The math required to calculate disparity (and thus distance)is computationally expensive, presenting a significant technical barrier for the high-resolution, real-time requirements to support driving. Ghost solved this problem by developing neural networks that approximate stereo math with high speed and precision but very little compute, enabling instant depth measurements for every single pixel in a scene.
The result is a vision-based system that can deliver a highly reliable, high resolution depth field in every direction to support attention-free autonomous driving, without requiring any additional purpose-built sensor:
- High Resolution – Ghost’s stereo-vision works with 8MP cameras, delivering per-pixel depth for 8 million pixels in every scene, in 12-bit color.

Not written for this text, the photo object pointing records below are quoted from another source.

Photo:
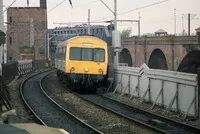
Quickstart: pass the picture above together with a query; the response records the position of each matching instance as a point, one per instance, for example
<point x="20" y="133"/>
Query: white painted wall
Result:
<point x="152" y="81"/>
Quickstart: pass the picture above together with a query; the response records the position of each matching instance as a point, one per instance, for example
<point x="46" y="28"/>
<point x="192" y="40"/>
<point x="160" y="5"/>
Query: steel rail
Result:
<point x="87" y="125"/>
<point x="110" y="110"/>
<point x="156" y="116"/>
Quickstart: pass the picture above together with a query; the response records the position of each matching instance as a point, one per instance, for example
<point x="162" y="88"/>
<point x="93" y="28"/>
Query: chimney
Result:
<point x="43" y="3"/>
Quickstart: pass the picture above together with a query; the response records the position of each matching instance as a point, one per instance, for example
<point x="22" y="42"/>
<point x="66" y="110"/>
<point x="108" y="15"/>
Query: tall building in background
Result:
<point x="26" y="32"/>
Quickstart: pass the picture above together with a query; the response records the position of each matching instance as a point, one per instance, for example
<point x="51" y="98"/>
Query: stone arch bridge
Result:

- Instantaneous Depth –Ghost stereo-vision returns per-pixel depth in <10ms, enabling a high-frequency planning and control system than recalculates a new drive plan 30x / second.
- Low Cost – Ghost stereo-vision system is based on commodity 8MP camera sensors, making it possible to enable 360° stereo vision with just 4 camera pairs. These same cameras can simultaneously support other computer vision algorithms, e.g. monocular neural networks for road marker detection.
- Low Power Consumption – Ghost stereo-vision system uses cameras that draw <2W, with the entire 360° implementation using less than 12W.
No Recognition Required – A Safety Breakthrough for Vision
Ghost’s stereo-vision implementation achieves per-pixel depth in a scene with a camera, eliminating the need for object recognition required for mono camera depth estimates.
This implementation dramatically increases the safety and reliability of vision-based systems by eliminating the long-tail errors associated with object recognition. Some of the most publicized accidents in self-driving have been due to recognition errors, where vision-based systems failed to detect a fire truck or overturned semi-truck in their way because they did not recognize the object.
No longer does a vision-based system need to recognize an obstacle to see it and ultimately avoid it. Instead Ghost’s stereo-vision simply detects clusters of pixels, no matter what they are, and flags them as obstacles in a scene, including relevant distance and velocity measurements.
With stereo-vision, Ghost delivers universal obstacle detection capabilities that are robust to the long-tail of obstacles and events, dramatically improving collision avoidance and related safety outcomes on the road.
Bringing Autonomy to the Volume Market
From the beginning, Ghost has designed its autonomous driving system for scale, targeting the volume market of cars that people drive every day to work.
While many other companies have solved challenging problems with expensive hardware, Ghost has invented and rebuilt new solutions based on software that can scale to a much broader range of cars at significantly lower price points.
Ghost’s novel approach to stereo-vision embodies this belief, using inexpensive mobile cameras and chips and new applications of neural networks to eliminate the need for lidar.
This breakthrough approach to perception is just one of many new technologies Ghost is bringing to automakers to chart a new path forward for consumer autonomy.